This man composed a symphony in 1915 and sent it far into the future to save my life. Without a
TARDIS.
In the spring of 1996 a major relationship in my life was falling apart and I didn't know what to do about it. So, I let it continue to erode. Eventually the woman decided that moving back to her home state 1500 miles away seemed like a smart thing to do, rather than continue to endure our joint financial instability and my own Hamlet-like internal conflicts. Intellectually, I was able to convince myself that this was the right and proper thing to unfold, and so it came to pass. I told myself it would be better for both of us. I even believed that.
After she moved away, I moved to a new apartment, and pondered things. The dimensions of this loss became more and more clear to me; I was overwhelmed by my foolishness. I also stopped sleeping. At all. I could not sleep; every night was a waking torment from which I could not escape, every day I became that much more unable to manage even the simplest functions. I was wide awake and exhausted to my core. I was also becoming more and more unglued from reason and overwhelmed with despair. I found myself consumed by suicidal thoughts.
Somewhere in the midst of this phase, I found a sheet anchor of sorts, a thing that kept me grounded and prevented me from harming myself, from doing anything foolish or self-destructive. I started listening to Jean Sibelius's
Fifth Symphony. Over and over. At some points, I played it around the clock, all through the day and all night long.

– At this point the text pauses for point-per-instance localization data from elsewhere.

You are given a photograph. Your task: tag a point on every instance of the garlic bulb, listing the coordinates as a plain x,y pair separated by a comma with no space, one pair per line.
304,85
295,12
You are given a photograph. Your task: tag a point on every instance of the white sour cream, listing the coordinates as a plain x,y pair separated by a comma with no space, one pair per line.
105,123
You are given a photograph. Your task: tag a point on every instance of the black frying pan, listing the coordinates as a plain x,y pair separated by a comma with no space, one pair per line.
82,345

Over and over, for probably a month or more. Through some inexplicable means, the piece gave me a reassurance that the darkness that I was experiencing would pass, that things would get better, healing was possible. And, eventually, slowly, that did happen.
As this is a music blog, I feel obliged to mention that the performance I listened to repeatedly was that of the Boston Symphony under Colin Davis (Sir Colin Davis, now). It was recorded in the mid-1970s and still sounds pretty fantastic. You can find it for an extremely reasonable sum, coupled with more of this fine composer's work. It might save your life, too.

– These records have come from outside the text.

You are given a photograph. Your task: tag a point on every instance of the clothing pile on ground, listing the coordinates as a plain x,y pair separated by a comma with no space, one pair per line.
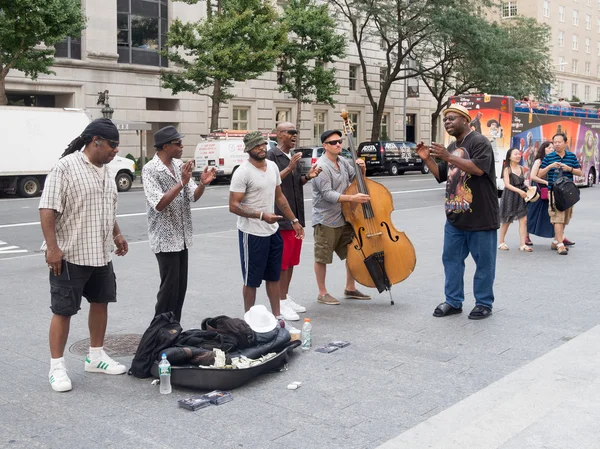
221,342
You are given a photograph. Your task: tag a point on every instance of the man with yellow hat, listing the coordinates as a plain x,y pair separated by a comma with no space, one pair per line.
467,167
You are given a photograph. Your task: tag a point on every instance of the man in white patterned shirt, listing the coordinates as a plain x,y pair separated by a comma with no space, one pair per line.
169,192
78,217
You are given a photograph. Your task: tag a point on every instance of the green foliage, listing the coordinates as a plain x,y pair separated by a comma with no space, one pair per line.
312,42
29,29
239,42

I write about this for a number of reasons. One is that that experience has had the effect of making my own involvement with composing, recording and teaching just that much more urgent. Sibelius didn't write the piece thinking that it was for the explicit purpose of bringing souls back from the brink of despair, though it had that effect on mine. My impression is that he spent a good portion of his own life on such a brink. Colin Davis didn't harangue the strings into a more perfect blend and intonation during the recording session because, "Hey! C'mon people, we're trying to save a life here!" But that was an eventual outcome.
I cannot tell you why it was THAT particular piece and no other that I needed to hear at that moment in time. It's not even my "favorite" Sibelius symphony. (That would be the
Third or the Fourth.) But that doesn't really matter much. It does matter to me that people understand that placing art into our world is not a frivolity, a waste. It's easy to argue otherwise, especially in our current political climate. But it matters. It matters with the urgency of a difference between life and death. Literally, sometimes. The great children's writer Daniel Pinkwater once told about working late night after night on an art project in college, and feeling a complete lack of purpose to it all. It was during the tumult of the Vietnam era and assassinations, with widespread social unrest and uncertainty making him feel that his own artwork was self-indulgent and pointless. Pointless, until another student whose battle with alcohol had led him to the point of suicide confided that it was seeing Pinkwater working far into the night that had kept him going and motivated him to seek help for his addiction. After that, Pinkwater said, it became vital that he keep on working, so as to support his fellow student. He began to realize that his steady modest efforts had unforeseen consequences. He's still hard at work, decades later.
So I plow forward, doing what I can to bring new music into the world and to share it with whomever I can. I teach, compose and produce with the conviction that if Sibelius's Fifth was my lifeline, then I ought to throw as many others out for whomever they are meant to be grasped by. Maybe even decades after I'm gone. I don't kid myself that I'm on any sort of par with Sibelius as a composer, but I know I have a role to play, however modest, and it's important that I do it as well as I know how. HOW that importance will manifest itself is unknown.
And that woman, whose departure caused my world to overturn? Yesterday we celebrated our fifteenth wedding anniversary.
[Update] I'm truly grateful to the overwhelming response to this posting. In response to Robert's comment, I added a link to a superb reading of Sibelius's Third (with Colin Davis leading the New York Phil), brought to my attention by blogger supreme
Erik Klackner. You should be reading him instead of this right now. Another friend pointed out that the old Davis/Boston set that I played endlessly isn't that good compared to recent readings. True enough. But irrelevant to my condition back then. Interestingly, I rarely listen to the Fifth any more. But I know it's there if I need it.
Lastly, I would not want to suggest that artists are incapable of selfishness or self-indulgence. We are, yes indeed. But it's an occupational hazard that we all have to negotiate as best we can. And the benefits can be profound and life-changing.